Accommodations on the third floor of the Flinders Street Ballroom Station were vacated. In 1996, Premier Jeff Kennett suggested converting the banquet hall into a place where young people could hear live music. There were numerous alternative options in the area.
It received interest from private vendors who wanted to turn it into a restaurant or a bar. The Salvation Army recommended that it be used as emergency housing for those who are homeless. Other suggestions for the other rooms included that they are used as galleries or a venue for events. All of these suggestions were rejected.
Melburnians have a bit of a legend surrounding the station’s abandoned ballroom and a slew of suggestions for use, from holding a craft fair to providing emergency housing for the homeless.
The ballroom’s roof has been stabilised and waterproofed after it fell into disrepair. For safety reasons, the population was constrained. These events’ tickets were so in demand that a ballot was necessary, and they quickly sold out.
The potential Flinders Street Station will serve as a new hub for the city of Melbourne, connected to other systems of transportation infrastructure and taking up 4.68 hectares of space.
A jury led by the professor and interior designer Geoffrey London, a representative of the Victorian Government, chose the winning project from among six short-listed entries.
These celebrations, which took place all over Melbourne, acted as a catalyst for the public to gather and were a compassionate vision. The work of Piccinini was included in the modern art heritage list.

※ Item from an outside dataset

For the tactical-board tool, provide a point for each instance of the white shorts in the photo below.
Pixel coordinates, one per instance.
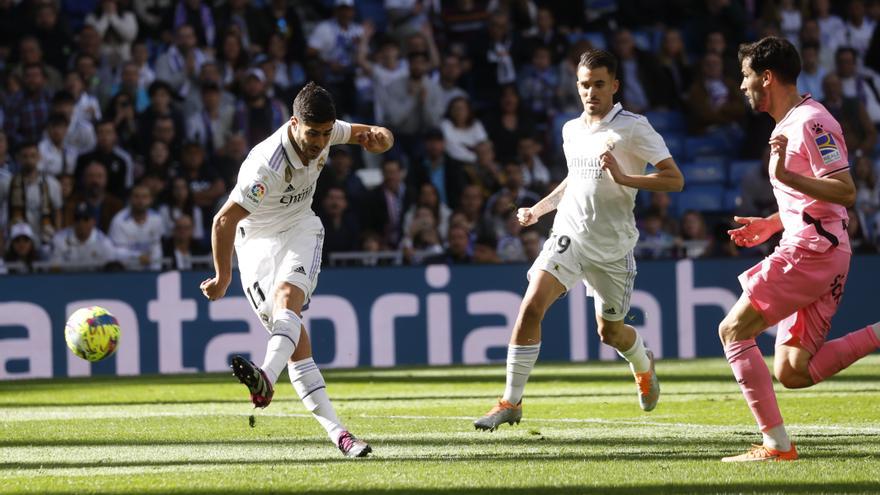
(610, 283)
(292, 256)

The schedule included the modern art exhibit “A Miracle Constantly Repeating” by Patricia Piccinini, Australia’s most prominent visual artist. Patricia Piccinini, a leading visual artist from Australia who was born in Sierra Leone, makes sculptures that examine the boundary between the natural and artificial worlds.
The top floor of Flinders Street was easily occupied by Patricia Piccinini, who turned it into a substantial gallery for this exhibit. As Patricia Piccinini’s “miracle”, it was well-known. At the location of the art exhibition, Patricia Piccinini did an excellent job. The wall artwork created by Patricia Piccinini is still regarded as a masterpiece today.
5. The Station is Supposedly Haunted.
People and trains are constantly passing through Flinders Street Station. As a result, it is one of Melbourne’s busiest train stations, with almost 100,000 regular passengers using its gates every day.
It’s rumoured that the station is haunted. Late-night commuters have often spotted this ghost. A man holding fishing gear has been seen numerous times. The ghost’s name is apparently George.
People have reported seeing the ghost of a former fisherman as the station settles down during the night. George used to be the station’s staff member. He has repeatedly been spotted while standing on platform ten and carrying his fishing rod outside the station.
George was thought to have been accidentally swept away in the Yarra River, which used to be a well-liked fishing spot.
He is believed to have existed since the early days of Melbourne’s settlement. However, some people think he is actually the real ghost of George Mansfield (later classified correctly as Ernst Leahy). There had been attempts to rescue him following a boating accident on the Yarra River on Oct. 21, 1902.
Despite Piccinini’s exhibition, the ballroom is still dilapidated and requires major renovations.
But it’s exciting to be in the Flinders Street Ballroom. It seems as if the past is still with you. Setting foot inside Melbourne’s Flinders Street Ballroom, you feel the vivid history is ever-present despite the neighbourhood constantly changing. A visit to this enigmatic structure is definitely recommended if you get the opportunity.